This is not a complete answer but it shows that in a "smaller" game, who will win can depend on the distribution of cards.
Take only the pile with four $2$s, four $3$s, four $4$s, four $4$s, four Aces. Arrange decks like this: First deck has four $2$s, second four $3$s, and so on. It is clear that the first player has winning strategy.
To see that the second can have a winning strategy, arrange decks like this:
- deck $A$ consist of three $2$s and an Ace
- deck $B$ consist of three $3$s and an Ace
- deck $C$ consist of three $4$s and an Ace
- deck $D$ consist of three $5$s and an Ace
- deck $X$ consist of $2$, $3$, $4$ and $5$
It will not be hard that the second player has winning strategy. I will write shortly what moves can happen ignoring symmetry.
Case I:. Player one takes $2$ from $X$, player two responds with Ace from $B$. Game over for player one.
Case II:. Player one takes Ace from $A$, player two responds with $3$ from $X$. Game over for player one.
So we are down to the only following case
Case III: Player one takes $2$ from $A$. Player two responds $3$ from $B$.
Case III.1. Player one takes $4$ from $C$, player two responds $5$ from $D$. Game over for player one.

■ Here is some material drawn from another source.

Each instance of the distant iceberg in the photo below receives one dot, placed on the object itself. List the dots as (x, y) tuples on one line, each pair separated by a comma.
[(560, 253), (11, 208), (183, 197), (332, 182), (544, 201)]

Case III.2. Player one takes Ace from $C$, player two responds $5$ from $X$. Game over for player one.
Case III.3 Player one takes $4$ from $X$, player two responds Ace from $D$. Game over for player one.
This indicates that in the original game, probably both players can have winning strategies depending on the initial distribution of cards. Whether or not there is some "nice" property of distribution that will tell you who has the winning strategy, I don't know. I suspect the answer is "no" since most games, as verified by saulspatz end in draw.
Edit 1
It is easy to see that the original game can have both players as winners by expanding these distributions with decks of four $6$s, four $7$s, ..., four Kings. In the first arrangement it is clear that the first player can win. In the second whenever first player picks a card from first five decks, described as above, player two makes a counter move described as above. If first player chooses one of the remaining $8$ decks, player two chooses some other of the remaining $8$ decks, and since $8$ is even, player two will make the last move in those $8$ decks.
Edit 2
I wrongly imagined when it is a tie for the first part of the post, since in the first arrangement it is a tie, not win for player one. However, player one can have a winning strategy in $13$ cards game for the following configuration. Ace to $5$ as in example above. $6$ to $10$ same as Ace to $5$. And then four Jacks, four Queens, four Kings. Player one takes a Jack. At an point player two plays Ace to $5$, player one plays corresponding move in the same set. He will play the last move in that set as described above. Same for set $6$ to $10$. If player two takes Queen or King, player one takes the remaining of the two, so he is last in that set as well.
Considering this, it might not be possible to construct winning configuration for first player in smaller game, since he has to make two ranks unused in order to win.